Differential equation - general and parictular solution

**jokke22** · May 20th 2009, 03:37 AM

Hi!

I have been given an equation as following:

$y^{//}-y^{/}+\frac{1}{4}y = x-4$

Which I am to find the general $y^g_n$ and a particular solution $y^p_n$

I have found that this gives a general solution:

by
$y^g_n = r^2-r+\frac{1}{4}$

One solution = $\frac{1}{2}$

Which gives:
$y^g_n = Ce^\frac{x}{2} + Dxe^\frac{x}{2}$

I am then to find the particular solution $y^p_n$

How to proceed is then my question...

By setting:

$y^p_n = an+b$

and calculate from there?

How would that look?

**TheAbstractionist** · May 20th 2009, 03:48 AM

Hi jokke22.

Originally Posted by jokke22

I am then to find the particular solution $y^p_n$

How to proceed is then my question...

By setting:

$y^p_n = an+b$

and calculate from there?

How would that look?

$y\ =\ ax+b$

$y'\ =\ a$

$y''\ =\ 0$

So $y''-y'+\frac14y\ =\ -a+\frac{ax+b}4\ =\ x-4.$ Then just equate coefficients.

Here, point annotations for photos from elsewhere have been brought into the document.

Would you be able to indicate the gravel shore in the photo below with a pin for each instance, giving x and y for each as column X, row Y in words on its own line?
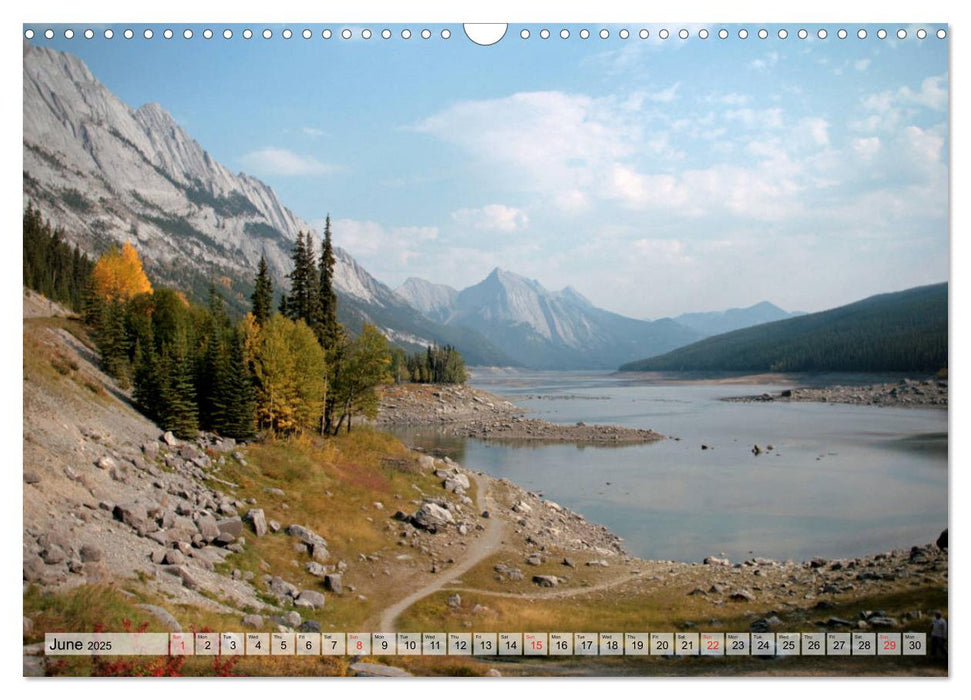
column 906, row 392
column 469, row 412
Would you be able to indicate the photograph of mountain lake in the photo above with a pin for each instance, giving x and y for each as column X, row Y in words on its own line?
column 527, row 350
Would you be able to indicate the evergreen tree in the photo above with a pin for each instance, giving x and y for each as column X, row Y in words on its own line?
column 329, row 330
column 50, row 265
column 365, row 365
column 113, row 342
column 178, row 410
column 303, row 302
column 234, row 403
column 262, row 294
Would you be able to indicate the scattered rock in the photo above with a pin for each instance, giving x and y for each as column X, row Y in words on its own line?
column 310, row 599
column 432, row 516
column 162, row 615
column 334, row 583
column 257, row 519
column 90, row 552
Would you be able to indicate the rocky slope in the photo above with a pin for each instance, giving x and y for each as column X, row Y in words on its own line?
column 109, row 173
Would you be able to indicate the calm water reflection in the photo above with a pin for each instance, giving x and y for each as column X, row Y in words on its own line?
column 840, row 481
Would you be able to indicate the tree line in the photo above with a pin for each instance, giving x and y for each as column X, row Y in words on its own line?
column 434, row 365
column 898, row 332
column 282, row 368
column 52, row 267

**jokke22** · May 20th 2009, 07:15 AM

Originally Posted by TheAbstractionist

Hi jokke22.

$y\ =\ ax+b$

$y'\ =\ a$

$y''\ =\ 0$

So $y''-y'+\frac14y\ =\ -a+\frac{ax+b}4\ =\ x-4.$ Then just equate coefficients.

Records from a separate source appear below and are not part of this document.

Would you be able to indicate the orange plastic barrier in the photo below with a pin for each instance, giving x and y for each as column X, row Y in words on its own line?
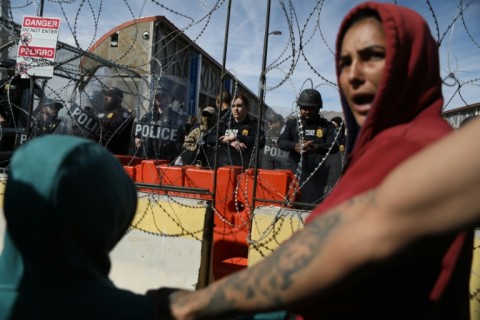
column 150, row 173
column 199, row 178
column 172, row 176
column 230, row 247
column 130, row 164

Hmmm... I think I misinterpret what I am to do...

I end up with...

$\frac{-4a+ax+b}{4} = x-4$

Grateful if you could show me...

**TheAbstractionist** · May 20th 2009, 07:40 AM

Originally Posted by jokke22

I end up with...

$\frac{-4a+ax+b}{4} = x-4$

$\frac a4\ =\ 1$

$\frac{b-4a}4\ =\ -4$

**HallsofIvy** · May 20th 2009, 02:21 PM

If two polynomials are the same for all x, you can equate individual coefficients. That is what The Abstractionist did.

You can also set x to any two values and then solve the resulting two equations for a and b. For example, since $\frac{-4a+ax+b}{4} = x-4$ , taking x= 0 gives $\frac{-4a+ b}{4}= -4$ or -4a+ b= -16. Taking x= 1 gives $\frac{-4a+ a+ b}{4}= 1- 4$ or $\frac{-3a+ b}{4}= -3$ so $-3a+ b= -12$ . Those are easy to solve.

**jokke22** · May 22nd 2009, 12:34 AM

Okey! I think I get it know... Thank you for the help!

However, how would this then look if you were to put a solution where,

$y_n= y^g_n + y^p_n$

$= Ce^\frac{x}{2}Dxe^\frac{x}{2} +$